The president’s budget proposal would cut the agency’s baseline funding from $12 billion to $11.1 billion this year. This is almost a quarter less, in inflation-adjusted terms, than the $14.4 billion the agency received in fiscal year 2010. Not surprisingly, the long, steady decline of IRS funding during this period has led to a reduction in staffing: the agency’s 2016 employee total of 77,000 was 17,000 lower than at the beginning of the decade.

This move comes at a time when the agency’s main task of administering the federal tax system is becoming more challenging. For the tax year that began in January, the IRS must quickly develop forms and regulations to comply with Congress’ latest Frankenstein creation, a special deduction for certain forms of pass-through income that has prompted waves of criticism from tax accountants and policy experts. On the international front, the IRS must develop regulatory strategies for implementing the tax bill’s new territorial corporate tax system, which includes several complicated tax provisions designed to prevent companies from shifting their profits offshore.

In each of these areas, the clock has already started ticking in more ways than one. As the IRS hastily develops rules to fill out the many important policy details left blank in an often impressionistic tax bill, unscrupulous individuals and businesses are already combing the new law for novel tax avoidance possibilities. Tax experts have already pointed out a wide array of obvious strategies for gaming these new tax rules, and over time well-heeled corporations and wealthy individuals will find more baroque strategies.

Cutting the IRS budget is foolish because additional IRS funding brings in additional revenue. One study found that every dollar in additional enforcement spending by the IRS brings in $10 in additional revenue and another study found that every additional dollar the IRS spends on its system modernization program has a payback of $200. The nation’s budget and deficit woes alone should incentivize lawmakers to make the IRS more efficient.
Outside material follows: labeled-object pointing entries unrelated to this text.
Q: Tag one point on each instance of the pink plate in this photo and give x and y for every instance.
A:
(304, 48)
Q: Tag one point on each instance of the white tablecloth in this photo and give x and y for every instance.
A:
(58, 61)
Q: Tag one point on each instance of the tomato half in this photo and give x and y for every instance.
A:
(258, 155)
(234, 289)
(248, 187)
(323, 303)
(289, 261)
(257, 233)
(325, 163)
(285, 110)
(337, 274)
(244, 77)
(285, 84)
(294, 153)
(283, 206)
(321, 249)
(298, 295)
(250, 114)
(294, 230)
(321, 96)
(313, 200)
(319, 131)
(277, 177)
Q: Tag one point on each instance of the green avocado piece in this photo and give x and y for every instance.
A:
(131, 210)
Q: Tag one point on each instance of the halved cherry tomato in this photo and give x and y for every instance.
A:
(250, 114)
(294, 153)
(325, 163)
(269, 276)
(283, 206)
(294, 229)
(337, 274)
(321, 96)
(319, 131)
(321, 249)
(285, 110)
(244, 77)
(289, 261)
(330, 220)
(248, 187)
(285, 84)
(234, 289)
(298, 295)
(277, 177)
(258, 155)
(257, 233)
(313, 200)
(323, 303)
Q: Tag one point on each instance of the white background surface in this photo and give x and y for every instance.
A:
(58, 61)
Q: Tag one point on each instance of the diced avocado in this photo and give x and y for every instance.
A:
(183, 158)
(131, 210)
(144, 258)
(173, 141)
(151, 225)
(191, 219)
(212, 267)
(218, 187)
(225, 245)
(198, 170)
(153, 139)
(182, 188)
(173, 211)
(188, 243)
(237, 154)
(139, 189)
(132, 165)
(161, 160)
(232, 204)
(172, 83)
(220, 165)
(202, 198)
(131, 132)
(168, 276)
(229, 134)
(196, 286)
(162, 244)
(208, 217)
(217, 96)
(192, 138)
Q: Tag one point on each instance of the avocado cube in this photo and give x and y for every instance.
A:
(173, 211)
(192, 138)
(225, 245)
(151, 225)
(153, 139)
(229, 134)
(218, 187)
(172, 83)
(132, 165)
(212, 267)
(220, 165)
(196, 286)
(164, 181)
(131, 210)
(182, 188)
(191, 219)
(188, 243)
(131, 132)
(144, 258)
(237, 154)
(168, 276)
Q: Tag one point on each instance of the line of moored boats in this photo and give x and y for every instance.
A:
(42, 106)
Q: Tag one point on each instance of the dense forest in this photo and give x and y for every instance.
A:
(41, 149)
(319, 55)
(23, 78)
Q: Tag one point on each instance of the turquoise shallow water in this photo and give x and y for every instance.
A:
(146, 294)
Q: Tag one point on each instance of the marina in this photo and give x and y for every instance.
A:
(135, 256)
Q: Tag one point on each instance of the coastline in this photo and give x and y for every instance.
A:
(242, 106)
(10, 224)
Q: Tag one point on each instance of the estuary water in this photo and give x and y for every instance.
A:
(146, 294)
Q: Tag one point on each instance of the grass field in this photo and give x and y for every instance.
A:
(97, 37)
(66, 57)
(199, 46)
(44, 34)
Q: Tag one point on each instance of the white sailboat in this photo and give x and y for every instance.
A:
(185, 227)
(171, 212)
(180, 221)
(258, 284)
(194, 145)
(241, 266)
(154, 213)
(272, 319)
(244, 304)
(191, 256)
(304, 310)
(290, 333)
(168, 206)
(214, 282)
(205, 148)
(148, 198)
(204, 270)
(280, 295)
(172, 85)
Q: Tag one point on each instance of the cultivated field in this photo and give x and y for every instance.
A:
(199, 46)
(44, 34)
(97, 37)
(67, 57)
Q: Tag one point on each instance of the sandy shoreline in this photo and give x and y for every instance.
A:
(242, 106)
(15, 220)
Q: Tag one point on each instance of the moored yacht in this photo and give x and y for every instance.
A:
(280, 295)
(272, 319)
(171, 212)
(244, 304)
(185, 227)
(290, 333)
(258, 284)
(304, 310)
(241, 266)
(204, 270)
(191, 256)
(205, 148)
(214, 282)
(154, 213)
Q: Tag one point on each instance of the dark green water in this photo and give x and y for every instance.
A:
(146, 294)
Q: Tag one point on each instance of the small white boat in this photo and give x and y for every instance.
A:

The president’s proposed budget is not entirely insensitive to these concerns. Beyond the $11.1 billion basic funding request, the administration is also requesting a 10-year stream of nearly $15 billion to strengthen the agency’s enforcement abilities. Among other things, this funding would give the IRS more time to examine tax returns before issuing refunds, acting on a recent finding by the General Accounting Office that individuals used false identities to steal $1.68 billion in tax refunds in 2016. But this year’s share of the new funding, at $320 million, would still leave the agency’s 2019 budget—and staffing—far below its levels at the beginning of this decade.

It makes no sense to ask the nation’s tax collectors to draft and administer rules for an entirely new set of domestic and internal tax rules, and to give them a pay cut for their troubles. Such a strategy can only seem rational if you’re affiliated with a political party that loves tax cuts as much as it hates the agency administering them. Since a series of late-1990s legislative hearings on IRS abuses that were better described as show trials, Republican leaders in Congress have persistently sought to undercut the agency’s funding and even blamed the IRS for the complexity of the tax code Congress had created. House Speaker Paul Ryan—one of the main architects of the new tax law—has long argued that the complexity of the tax code is  the IRS’ fault.

Congress and the Trump Administration can’t have it both ways: if policymakers insist on making the federal tax code more complicated by larding it up with new, vaguely defined business giveaways, they must give the IRS the administrative and enforcement tools it needs to dole out the goodies. And if lawmakers truly want a “leaner, meaner” IRS, as Speaker Ryan has long promised, that process will have to start with true tax reform.